The portfolio includes student interest inventories, high school course information, college research, career specific information, and more. Students develop their individualized portfolio over time, building on the information as they learn more about themselves, select possible careers and gather information about educational requirements.
“The portfolios stay with students as they move on to high school,” said Rose Alford, Connections teacher at Long Cane Middle School. “Students are able to make changes, update, and add to their portfolios. Graduation coaches, counselors, and parents have access as well to help students move forward with career selection and preparation.”
In addition to their portfolio, two other exercises complete each student’s individualized graduation plan assisting these middle schoolers with the transition to high school.
Career Connections teachers, with the help of graduation coaches and school counselors, work with students to thoroughly explore high school requirements and draft a course of study for the next four years that includes classes targeted to their career interests.
In high school, Career Pathways courses are of-fered through the CTAE department that provides 31 different pathways of study for students to explore career fields. Each pathway includes three courses to offer students a thorough introduction to the technical skills and core applications of that career. Middle school students begin to learn about Pathway courses in preparation for creating high school class schedules.

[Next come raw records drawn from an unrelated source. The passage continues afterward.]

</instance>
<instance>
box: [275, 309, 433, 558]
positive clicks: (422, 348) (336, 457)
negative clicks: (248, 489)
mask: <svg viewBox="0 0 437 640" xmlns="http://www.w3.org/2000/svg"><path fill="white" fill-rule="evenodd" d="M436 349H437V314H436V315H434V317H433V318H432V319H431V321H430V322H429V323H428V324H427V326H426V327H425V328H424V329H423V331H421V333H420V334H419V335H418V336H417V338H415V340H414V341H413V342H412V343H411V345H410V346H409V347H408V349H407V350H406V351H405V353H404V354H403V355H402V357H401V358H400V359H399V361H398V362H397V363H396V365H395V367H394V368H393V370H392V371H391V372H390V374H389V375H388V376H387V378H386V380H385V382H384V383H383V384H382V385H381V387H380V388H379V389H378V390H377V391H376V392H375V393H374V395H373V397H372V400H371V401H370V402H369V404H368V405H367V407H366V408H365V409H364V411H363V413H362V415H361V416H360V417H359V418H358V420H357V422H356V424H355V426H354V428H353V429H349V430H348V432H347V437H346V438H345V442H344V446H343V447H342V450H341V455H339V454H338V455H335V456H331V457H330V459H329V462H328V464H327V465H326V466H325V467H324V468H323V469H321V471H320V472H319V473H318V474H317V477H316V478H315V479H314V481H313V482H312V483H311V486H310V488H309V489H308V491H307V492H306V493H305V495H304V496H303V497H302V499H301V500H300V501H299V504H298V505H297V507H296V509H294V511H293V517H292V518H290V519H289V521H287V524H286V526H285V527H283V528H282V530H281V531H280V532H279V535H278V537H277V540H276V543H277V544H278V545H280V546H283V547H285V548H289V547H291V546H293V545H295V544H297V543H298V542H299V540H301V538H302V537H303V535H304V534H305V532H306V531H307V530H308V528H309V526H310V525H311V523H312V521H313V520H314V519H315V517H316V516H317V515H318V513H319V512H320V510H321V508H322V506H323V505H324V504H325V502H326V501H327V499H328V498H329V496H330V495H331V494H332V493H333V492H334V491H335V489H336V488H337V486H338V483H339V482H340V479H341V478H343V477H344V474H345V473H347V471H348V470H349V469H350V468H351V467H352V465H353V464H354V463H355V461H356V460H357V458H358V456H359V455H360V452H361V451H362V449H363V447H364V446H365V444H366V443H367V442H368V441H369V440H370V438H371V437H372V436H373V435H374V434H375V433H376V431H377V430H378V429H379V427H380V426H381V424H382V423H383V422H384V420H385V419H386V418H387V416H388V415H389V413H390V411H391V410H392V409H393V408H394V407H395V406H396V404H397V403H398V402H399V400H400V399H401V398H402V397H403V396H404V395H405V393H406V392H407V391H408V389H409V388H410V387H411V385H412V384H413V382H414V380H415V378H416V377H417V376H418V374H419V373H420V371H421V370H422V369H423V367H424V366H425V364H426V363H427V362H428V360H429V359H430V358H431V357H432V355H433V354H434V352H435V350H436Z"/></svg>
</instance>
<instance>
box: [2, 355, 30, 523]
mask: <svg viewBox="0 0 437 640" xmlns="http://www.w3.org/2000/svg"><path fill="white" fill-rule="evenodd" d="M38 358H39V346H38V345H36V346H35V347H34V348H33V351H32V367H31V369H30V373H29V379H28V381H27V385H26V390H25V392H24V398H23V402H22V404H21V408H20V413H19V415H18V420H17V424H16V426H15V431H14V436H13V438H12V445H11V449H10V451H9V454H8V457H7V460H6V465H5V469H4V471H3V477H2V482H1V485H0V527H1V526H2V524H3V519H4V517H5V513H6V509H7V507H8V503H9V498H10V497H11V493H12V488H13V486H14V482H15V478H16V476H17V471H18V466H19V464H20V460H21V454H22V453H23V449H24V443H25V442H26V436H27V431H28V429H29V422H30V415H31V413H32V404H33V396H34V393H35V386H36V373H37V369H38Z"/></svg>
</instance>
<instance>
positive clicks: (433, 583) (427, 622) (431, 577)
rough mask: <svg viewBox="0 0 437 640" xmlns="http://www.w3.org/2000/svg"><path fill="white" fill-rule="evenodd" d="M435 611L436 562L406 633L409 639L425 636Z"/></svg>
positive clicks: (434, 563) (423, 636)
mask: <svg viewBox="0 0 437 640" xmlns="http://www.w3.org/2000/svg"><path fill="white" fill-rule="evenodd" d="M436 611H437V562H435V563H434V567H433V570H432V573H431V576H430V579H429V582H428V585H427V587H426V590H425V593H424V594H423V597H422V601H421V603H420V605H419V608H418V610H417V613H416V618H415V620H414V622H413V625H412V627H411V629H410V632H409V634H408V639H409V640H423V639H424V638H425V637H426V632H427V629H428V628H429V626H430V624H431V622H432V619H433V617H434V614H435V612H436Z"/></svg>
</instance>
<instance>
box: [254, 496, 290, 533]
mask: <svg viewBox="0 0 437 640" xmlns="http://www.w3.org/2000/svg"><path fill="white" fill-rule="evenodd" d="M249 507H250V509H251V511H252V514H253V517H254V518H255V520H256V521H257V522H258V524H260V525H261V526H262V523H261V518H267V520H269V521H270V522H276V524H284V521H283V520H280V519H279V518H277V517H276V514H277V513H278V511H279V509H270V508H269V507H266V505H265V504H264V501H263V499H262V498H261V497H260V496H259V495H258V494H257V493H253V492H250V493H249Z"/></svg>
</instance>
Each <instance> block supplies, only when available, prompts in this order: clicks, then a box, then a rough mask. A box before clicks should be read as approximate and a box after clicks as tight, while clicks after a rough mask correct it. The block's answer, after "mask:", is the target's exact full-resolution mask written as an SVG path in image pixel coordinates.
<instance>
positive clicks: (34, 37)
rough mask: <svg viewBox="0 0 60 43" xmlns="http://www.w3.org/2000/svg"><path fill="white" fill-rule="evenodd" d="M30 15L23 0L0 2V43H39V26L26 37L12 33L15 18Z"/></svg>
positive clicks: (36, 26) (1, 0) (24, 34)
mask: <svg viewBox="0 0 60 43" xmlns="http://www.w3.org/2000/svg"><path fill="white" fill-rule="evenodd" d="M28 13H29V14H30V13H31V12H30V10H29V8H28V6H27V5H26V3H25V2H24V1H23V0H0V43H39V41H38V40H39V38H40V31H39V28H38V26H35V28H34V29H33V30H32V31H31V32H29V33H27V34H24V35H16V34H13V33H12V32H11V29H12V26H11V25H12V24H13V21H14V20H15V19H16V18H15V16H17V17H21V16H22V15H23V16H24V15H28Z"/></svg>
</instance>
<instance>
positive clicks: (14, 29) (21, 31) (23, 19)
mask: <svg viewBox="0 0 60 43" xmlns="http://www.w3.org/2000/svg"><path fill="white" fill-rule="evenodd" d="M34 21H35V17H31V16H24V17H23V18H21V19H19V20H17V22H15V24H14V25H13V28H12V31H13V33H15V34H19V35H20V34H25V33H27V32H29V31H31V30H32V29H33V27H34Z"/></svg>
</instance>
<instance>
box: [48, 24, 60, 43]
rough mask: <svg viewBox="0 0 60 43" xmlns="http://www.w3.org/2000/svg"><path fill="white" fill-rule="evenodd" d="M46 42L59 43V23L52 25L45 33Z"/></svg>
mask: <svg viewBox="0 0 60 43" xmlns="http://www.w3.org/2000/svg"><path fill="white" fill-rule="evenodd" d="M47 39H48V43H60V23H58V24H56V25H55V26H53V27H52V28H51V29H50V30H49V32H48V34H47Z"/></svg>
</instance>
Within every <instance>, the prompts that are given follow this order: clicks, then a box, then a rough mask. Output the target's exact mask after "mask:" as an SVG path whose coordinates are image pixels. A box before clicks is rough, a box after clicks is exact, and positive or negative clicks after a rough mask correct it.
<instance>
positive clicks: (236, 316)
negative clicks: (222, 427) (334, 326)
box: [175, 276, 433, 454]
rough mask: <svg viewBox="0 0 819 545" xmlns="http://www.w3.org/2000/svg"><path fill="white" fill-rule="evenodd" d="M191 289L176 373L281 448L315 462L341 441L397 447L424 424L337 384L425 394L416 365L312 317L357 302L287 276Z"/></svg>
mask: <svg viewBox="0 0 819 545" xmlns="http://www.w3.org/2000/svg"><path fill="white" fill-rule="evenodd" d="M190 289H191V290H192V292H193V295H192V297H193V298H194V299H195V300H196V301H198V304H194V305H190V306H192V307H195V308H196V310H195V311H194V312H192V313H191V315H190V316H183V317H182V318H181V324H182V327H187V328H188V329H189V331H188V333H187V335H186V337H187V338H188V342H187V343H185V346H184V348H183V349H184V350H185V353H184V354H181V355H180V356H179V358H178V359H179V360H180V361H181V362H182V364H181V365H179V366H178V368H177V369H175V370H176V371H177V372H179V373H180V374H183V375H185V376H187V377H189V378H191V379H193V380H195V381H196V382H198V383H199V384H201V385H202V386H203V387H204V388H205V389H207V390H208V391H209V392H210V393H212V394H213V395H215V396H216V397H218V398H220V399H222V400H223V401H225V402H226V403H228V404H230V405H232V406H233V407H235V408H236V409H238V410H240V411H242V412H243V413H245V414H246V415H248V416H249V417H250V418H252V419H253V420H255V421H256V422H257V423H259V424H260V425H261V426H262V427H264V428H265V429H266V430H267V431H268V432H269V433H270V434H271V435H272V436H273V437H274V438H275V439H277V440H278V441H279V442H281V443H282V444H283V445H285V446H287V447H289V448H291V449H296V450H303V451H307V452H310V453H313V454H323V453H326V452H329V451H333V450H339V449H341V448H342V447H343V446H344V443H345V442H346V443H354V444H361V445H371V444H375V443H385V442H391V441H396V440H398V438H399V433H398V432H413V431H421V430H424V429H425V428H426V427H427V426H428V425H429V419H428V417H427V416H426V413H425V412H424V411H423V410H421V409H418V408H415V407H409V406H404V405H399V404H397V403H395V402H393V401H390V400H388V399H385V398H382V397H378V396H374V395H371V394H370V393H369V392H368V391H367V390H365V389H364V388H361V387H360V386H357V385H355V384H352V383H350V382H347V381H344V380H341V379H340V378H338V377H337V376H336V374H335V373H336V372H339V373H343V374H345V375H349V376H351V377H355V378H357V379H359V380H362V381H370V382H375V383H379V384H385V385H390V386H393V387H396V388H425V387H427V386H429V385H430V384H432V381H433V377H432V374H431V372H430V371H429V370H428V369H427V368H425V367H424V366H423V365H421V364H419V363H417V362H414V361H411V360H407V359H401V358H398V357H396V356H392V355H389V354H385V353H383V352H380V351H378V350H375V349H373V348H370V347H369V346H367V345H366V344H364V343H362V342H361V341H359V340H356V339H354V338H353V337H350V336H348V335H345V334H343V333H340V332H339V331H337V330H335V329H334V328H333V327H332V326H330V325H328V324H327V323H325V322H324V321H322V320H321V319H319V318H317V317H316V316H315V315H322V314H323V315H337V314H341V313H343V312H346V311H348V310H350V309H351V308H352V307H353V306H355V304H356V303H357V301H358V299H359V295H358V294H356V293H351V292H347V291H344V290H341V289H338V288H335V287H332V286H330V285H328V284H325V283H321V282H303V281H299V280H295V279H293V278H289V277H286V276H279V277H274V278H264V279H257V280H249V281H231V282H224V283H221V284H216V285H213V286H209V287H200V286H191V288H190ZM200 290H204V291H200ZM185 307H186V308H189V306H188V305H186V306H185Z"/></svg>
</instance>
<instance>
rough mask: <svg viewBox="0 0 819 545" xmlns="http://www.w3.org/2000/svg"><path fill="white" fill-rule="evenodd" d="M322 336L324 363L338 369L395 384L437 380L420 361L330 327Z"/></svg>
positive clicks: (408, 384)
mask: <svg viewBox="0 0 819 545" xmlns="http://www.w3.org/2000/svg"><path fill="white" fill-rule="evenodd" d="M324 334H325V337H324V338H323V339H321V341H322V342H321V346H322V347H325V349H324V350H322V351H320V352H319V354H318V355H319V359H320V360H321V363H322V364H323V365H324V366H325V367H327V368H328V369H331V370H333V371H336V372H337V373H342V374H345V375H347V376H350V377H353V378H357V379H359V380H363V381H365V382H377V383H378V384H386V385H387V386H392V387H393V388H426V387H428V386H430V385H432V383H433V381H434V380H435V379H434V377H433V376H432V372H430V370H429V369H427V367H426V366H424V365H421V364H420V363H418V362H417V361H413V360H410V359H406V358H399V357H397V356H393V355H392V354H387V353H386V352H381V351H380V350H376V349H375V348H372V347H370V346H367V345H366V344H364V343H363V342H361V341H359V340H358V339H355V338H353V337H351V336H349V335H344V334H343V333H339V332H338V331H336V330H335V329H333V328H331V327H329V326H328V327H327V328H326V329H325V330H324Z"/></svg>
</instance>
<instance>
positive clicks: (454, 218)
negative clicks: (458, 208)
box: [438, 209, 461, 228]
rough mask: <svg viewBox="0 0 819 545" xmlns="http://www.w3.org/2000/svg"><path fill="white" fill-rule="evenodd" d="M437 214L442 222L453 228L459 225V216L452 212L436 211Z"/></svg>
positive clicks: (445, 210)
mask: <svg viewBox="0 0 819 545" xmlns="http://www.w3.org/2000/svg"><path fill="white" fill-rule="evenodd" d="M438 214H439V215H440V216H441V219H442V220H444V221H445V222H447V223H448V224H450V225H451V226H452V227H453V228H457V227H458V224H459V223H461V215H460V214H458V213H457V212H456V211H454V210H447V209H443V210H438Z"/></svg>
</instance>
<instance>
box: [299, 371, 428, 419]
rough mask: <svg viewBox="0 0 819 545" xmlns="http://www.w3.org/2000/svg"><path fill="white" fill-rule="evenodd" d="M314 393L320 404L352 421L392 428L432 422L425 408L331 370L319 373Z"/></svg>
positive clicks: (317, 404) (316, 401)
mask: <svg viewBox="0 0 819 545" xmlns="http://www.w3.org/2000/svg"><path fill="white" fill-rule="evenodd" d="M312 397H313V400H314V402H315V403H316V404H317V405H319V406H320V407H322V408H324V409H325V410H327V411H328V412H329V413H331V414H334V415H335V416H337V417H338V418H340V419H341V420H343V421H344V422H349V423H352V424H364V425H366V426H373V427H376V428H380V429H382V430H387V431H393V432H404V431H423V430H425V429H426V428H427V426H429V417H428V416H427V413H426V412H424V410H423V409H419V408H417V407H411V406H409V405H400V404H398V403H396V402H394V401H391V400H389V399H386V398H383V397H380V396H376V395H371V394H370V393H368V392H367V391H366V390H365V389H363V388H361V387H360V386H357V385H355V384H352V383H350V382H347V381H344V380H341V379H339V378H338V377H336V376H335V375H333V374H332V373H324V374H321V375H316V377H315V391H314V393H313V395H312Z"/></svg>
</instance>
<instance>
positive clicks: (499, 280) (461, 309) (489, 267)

“We spend time in class matching the careers identified for students through their research and portfolio development to the Career Pathways offered in high school,” said Cory Speakman, chorus and Career Exploration teacher at Callaway Middle School. “Also, students learn general life skills. Learning the importance of being on time, having the materials needed each day, showing respect for others, and following through on assignments are all skills needed in the work place, but will serve students well in high school also.”
“I’ve seen the reaction students have to Career Connections,” Whitfield said. “The classes spark conversations where students are talking about their future careers with each other, and there is real excitement. This is when you know you have made an impact.”